By the time he does take centre stage Reverse Flash becomes the only super-villain to appear in Reverse. Not to worry, as this of little concern in a volume that packs a fair amount of material. There’s the first meeting between Flash and Kid Flash, a member of the Teen Titans and no relation, someone else trying on a Flash costume with an interesting effect, and more detail on what sinister research scientist Darwin Elias has been up to.

In Gorilla Warfare several characters with a shared experience were revealed to have escaped with a bonus. That doesn’t appear such a good deal here as someone’s hunting them down.

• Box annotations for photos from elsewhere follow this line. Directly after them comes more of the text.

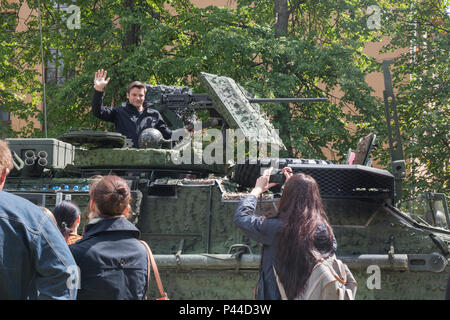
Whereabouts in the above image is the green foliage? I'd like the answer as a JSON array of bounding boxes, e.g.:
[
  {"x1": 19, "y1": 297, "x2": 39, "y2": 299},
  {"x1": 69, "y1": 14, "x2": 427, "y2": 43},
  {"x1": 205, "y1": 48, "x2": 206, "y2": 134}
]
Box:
[
  {"x1": 0, "y1": 0, "x2": 449, "y2": 195},
  {"x1": 376, "y1": 1, "x2": 450, "y2": 194}
]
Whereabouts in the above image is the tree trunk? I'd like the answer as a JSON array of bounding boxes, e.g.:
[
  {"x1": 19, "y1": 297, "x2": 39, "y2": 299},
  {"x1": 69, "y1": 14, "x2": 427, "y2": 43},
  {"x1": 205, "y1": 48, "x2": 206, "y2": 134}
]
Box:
[
  {"x1": 122, "y1": 0, "x2": 141, "y2": 50},
  {"x1": 274, "y1": 0, "x2": 289, "y2": 38}
]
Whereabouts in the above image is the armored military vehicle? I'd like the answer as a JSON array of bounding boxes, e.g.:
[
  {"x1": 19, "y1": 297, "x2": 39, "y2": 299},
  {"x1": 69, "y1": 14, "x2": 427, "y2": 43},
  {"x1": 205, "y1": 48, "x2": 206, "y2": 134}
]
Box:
[{"x1": 5, "y1": 67, "x2": 450, "y2": 299}]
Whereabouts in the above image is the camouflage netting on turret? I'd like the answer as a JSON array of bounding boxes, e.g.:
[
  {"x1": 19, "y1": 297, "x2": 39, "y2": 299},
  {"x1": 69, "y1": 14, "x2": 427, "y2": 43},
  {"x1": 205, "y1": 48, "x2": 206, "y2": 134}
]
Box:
[{"x1": 145, "y1": 85, "x2": 196, "y2": 128}]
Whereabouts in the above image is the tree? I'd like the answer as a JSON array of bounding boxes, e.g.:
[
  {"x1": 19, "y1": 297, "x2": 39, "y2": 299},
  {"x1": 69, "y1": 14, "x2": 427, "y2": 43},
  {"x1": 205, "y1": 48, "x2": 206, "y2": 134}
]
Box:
[{"x1": 380, "y1": 1, "x2": 450, "y2": 195}]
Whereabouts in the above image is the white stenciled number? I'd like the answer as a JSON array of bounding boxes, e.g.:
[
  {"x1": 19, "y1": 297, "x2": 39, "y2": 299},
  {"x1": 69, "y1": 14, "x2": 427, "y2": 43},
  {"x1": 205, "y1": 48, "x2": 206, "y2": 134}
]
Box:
[{"x1": 367, "y1": 4, "x2": 381, "y2": 30}]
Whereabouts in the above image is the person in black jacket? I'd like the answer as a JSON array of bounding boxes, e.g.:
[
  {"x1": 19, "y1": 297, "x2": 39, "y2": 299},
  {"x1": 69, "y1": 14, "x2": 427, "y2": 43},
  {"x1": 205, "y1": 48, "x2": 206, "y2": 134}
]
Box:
[
  {"x1": 69, "y1": 175, "x2": 148, "y2": 300},
  {"x1": 233, "y1": 168, "x2": 337, "y2": 300},
  {"x1": 92, "y1": 69, "x2": 172, "y2": 148}
]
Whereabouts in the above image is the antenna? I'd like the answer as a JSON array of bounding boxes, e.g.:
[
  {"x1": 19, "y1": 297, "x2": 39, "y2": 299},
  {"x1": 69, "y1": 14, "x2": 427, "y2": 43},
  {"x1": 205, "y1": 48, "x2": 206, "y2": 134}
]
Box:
[{"x1": 38, "y1": 0, "x2": 48, "y2": 138}]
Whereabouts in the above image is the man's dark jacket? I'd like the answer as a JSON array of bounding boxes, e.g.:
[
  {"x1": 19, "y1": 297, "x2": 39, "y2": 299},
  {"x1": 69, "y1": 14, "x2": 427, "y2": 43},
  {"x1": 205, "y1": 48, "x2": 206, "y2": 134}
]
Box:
[
  {"x1": 92, "y1": 89, "x2": 172, "y2": 148},
  {"x1": 69, "y1": 218, "x2": 147, "y2": 300}
]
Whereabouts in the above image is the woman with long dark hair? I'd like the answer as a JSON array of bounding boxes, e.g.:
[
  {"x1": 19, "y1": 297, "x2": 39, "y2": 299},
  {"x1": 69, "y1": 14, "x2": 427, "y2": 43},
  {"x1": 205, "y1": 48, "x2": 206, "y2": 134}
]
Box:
[
  {"x1": 70, "y1": 175, "x2": 148, "y2": 300},
  {"x1": 234, "y1": 168, "x2": 337, "y2": 300},
  {"x1": 53, "y1": 201, "x2": 83, "y2": 245}
]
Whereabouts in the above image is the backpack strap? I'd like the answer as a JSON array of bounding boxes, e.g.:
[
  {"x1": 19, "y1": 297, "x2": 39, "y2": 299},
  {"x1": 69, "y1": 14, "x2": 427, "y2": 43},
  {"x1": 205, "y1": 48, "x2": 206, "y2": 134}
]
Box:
[
  {"x1": 139, "y1": 240, "x2": 169, "y2": 300},
  {"x1": 272, "y1": 266, "x2": 288, "y2": 300}
]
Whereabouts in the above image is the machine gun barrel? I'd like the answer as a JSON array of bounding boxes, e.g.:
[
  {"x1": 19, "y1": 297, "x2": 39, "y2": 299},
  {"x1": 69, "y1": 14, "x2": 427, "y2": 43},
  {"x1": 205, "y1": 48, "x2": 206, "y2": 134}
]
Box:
[{"x1": 247, "y1": 98, "x2": 328, "y2": 103}]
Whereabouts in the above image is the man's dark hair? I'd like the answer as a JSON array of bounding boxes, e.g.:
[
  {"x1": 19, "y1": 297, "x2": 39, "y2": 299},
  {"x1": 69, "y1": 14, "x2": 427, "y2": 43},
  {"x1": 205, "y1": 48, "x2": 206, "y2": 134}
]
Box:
[{"x1": 127, "y1": 81, "x2": 147, "y2": 93}]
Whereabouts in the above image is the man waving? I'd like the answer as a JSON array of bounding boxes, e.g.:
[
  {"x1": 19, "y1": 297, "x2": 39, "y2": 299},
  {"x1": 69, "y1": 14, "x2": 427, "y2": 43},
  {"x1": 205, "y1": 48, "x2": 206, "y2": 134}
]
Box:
[{"x1": 92, "y1": 69, "x2": 172, "y2": 148}]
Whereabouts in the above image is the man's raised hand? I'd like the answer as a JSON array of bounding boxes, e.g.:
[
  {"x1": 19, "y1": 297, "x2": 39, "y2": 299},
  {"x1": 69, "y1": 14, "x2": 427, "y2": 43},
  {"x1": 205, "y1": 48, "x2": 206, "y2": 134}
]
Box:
[{"x1": 94, "y1": 69, "x2": 110, "y2": 91}]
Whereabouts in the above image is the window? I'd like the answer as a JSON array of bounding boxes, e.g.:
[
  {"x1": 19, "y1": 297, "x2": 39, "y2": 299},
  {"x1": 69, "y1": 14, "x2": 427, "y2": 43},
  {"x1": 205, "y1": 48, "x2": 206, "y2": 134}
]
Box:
[{"x1": 45, "y1": 49, "x2": 75, "y2": 86}]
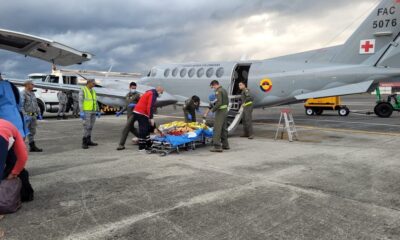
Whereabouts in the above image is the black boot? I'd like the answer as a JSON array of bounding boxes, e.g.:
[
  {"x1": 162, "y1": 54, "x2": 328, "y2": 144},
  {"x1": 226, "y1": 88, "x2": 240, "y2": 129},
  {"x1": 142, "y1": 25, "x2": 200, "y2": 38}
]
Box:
[
  {"x1": 29, "y1": 142, "x2": 43, "y2": 152},
  {"x1": 82, "y1": 137, "x2": 89, "y2": 149},
  {"x1": 87, "y1": 136, "x2": 99, "y2": 146}
]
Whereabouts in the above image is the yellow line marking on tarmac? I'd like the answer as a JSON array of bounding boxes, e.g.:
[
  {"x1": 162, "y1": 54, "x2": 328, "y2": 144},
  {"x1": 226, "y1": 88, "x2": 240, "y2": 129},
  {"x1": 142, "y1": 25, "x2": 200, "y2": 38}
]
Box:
[
  {"x1": 156, "y1": 115, "x2": 400, "y2": 137},
  {"x1": 254, "y1": 123, "x2": 400, "y2": 137}
]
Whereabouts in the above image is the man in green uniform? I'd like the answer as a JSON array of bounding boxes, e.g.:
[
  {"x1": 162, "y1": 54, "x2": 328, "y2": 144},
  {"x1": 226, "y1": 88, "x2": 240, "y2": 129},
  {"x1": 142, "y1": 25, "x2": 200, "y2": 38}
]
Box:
[
  {"x1": 183, "y1": 95, "x2": 200, "y2": 123},
  {"x1": 210, "y1": 80, "x2": 230, "y2": 152},
  {"x1": 116, "y1": 82, "x2": 140, "y2": 151},
  {"x1": 21, "y1": 80, "x2": 43, "y2": 152},
  {"x1": 239, "y1": 82, "x2": 254, "y2": 139},
  {"x1": 79, "y1": 79, "x2": 101, "y2": 149}
]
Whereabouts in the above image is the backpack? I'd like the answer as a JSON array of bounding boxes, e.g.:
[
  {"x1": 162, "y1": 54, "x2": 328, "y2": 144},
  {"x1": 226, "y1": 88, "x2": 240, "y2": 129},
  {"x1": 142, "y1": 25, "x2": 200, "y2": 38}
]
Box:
[
  {"x1": 0, "y1": 178, "x2": 22, "y2": 214},
  {"x1": 18, "y1": 169, "x2": 34, "y2": 202}
]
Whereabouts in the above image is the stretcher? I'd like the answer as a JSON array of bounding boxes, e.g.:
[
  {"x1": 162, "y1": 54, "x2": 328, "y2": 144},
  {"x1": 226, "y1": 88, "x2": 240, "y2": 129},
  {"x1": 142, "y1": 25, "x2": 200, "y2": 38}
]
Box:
[{"x1": 147, "y1": 129, "x2": 213, "y2": 157}]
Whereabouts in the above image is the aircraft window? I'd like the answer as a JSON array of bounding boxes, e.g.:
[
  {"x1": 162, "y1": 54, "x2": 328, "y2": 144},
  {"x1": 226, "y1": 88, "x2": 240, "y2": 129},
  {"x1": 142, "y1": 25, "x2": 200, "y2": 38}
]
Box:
[
  {"x1": 164, "y1": 68, "x2": 171, "y2": 77},
  {"x1": 29, "y1": 76, "x2": 46, "y2": 82},
  {"x1": 197, "y1": 68, "x2": 204, "y2": 78},
  {"x1": 217, "y1": 67, "x2": 224, "y2": 78},
  {"x1": 206, "y1": 68, "x2": 214, "y2": 78},
  {"x1": 189, "y1": 68, "x2": 196, "y2": 78},
  {"x1": 172, "y1": 68, "x2": 178, "y2": 77},
  {"x1": 180, "y1": 68, "x2": 187, "y2": 77},
  {"x1": 49, "y1": 76, "x2": 58, "y2": 83},
  {"x1": 151, "y1": 68, "x2": 157, "y2": 77}
]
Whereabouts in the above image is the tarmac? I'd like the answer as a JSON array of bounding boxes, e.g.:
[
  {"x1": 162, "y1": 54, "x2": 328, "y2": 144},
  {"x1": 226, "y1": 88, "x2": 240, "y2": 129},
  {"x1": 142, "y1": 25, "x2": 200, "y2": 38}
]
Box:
[{"x1": 0, "y1": 96, "x2": 400, "y2": 240}]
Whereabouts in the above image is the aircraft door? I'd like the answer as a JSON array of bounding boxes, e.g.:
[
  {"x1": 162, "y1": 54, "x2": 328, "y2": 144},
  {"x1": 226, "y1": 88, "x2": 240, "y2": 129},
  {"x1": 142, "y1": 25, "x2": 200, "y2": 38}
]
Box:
[
  {"x1": 228, "y1": 63, "x2": 251, "y2": 133},
  {"x1": 230, "y1": 63, "x2": 251, "y2": 96}
]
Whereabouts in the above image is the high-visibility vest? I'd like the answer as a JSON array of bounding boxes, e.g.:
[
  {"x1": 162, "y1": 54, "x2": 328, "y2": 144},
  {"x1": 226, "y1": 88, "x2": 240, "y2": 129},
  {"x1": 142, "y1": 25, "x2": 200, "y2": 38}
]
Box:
[{"x1": 82, "y1": 86, "x2": 98, "y2": 112}]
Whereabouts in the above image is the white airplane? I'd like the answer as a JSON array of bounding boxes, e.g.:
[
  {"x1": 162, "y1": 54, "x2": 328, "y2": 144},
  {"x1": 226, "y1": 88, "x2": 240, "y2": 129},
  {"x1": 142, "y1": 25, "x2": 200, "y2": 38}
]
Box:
[{"x1": 0, "y1": 0, "x2": 400, "y2": 130}]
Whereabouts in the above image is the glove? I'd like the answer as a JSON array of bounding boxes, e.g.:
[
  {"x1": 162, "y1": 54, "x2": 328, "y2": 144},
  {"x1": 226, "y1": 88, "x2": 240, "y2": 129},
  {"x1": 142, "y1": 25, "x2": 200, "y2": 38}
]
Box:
[{"x1": 24, "y1": 115, "x2": 32, "y2": 123}]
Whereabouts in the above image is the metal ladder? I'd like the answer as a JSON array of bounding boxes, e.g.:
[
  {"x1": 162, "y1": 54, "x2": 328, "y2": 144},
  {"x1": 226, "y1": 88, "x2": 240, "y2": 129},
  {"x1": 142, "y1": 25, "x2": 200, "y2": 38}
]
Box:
[{"x1": 275, "y1": 109, "x2": 299, "y2": 142}]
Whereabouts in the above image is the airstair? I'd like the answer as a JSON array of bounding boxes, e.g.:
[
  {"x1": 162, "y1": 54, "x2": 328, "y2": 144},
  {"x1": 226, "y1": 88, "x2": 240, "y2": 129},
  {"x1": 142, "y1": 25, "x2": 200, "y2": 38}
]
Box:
[{"x1": 228, "y1": 95, "x2": 243, "y2": 134}]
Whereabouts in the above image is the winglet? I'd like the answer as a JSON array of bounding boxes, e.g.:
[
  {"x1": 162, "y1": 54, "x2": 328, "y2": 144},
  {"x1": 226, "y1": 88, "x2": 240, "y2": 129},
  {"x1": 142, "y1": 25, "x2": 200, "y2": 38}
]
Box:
[{"x1": 0, "y1": 29, "x2": 92, "y2": 66}]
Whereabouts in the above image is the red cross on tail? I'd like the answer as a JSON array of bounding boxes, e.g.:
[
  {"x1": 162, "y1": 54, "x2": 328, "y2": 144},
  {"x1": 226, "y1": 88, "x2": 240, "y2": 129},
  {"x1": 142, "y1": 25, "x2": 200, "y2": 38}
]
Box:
[{"x1": 360, "y1": 39, "x2": 375, "y2": 54}]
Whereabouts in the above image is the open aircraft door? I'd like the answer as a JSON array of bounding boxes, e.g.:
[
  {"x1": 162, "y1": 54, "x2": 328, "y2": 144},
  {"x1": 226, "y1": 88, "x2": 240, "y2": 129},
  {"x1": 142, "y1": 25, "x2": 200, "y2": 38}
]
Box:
[{"x1": 228, "y1": 63, "x2": 251, "y2": 133}]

For the fourth consecutive volume Francis Manapul and Brian Buccellato supply well-conceived, character-driven superhero action, but the question has to be asked whether it matches the Reverse Flash stories of the past. The identity of the new version is ironic rather than iconic, they have a selfish agenda that blots out all appreciation of concerns other than their own and their abilities differ slightly from previous bearers of the Reverse-Flash name.

There is a final story, where for the first time there are pages by a guest artist who can match Manapul, Chris Sprouse. He illustrates a tale set in Gotham six years prior to the earlier continuity, in which Barry Allen meets Iris West for the first time, both in the rookie days of their respective professions. It’s very contrived, and somehow pointless, despite the art and an appearance from Harvey Bullock.

This is Manapul’s farewell tour as both artist and co-writer. Over the years Flash has experienced fewer dips into mediocrity than almost any other DC title, and Manapul’s contributions have been at the upper end of the scale. It’s Buccellato writing alone on History Lessons.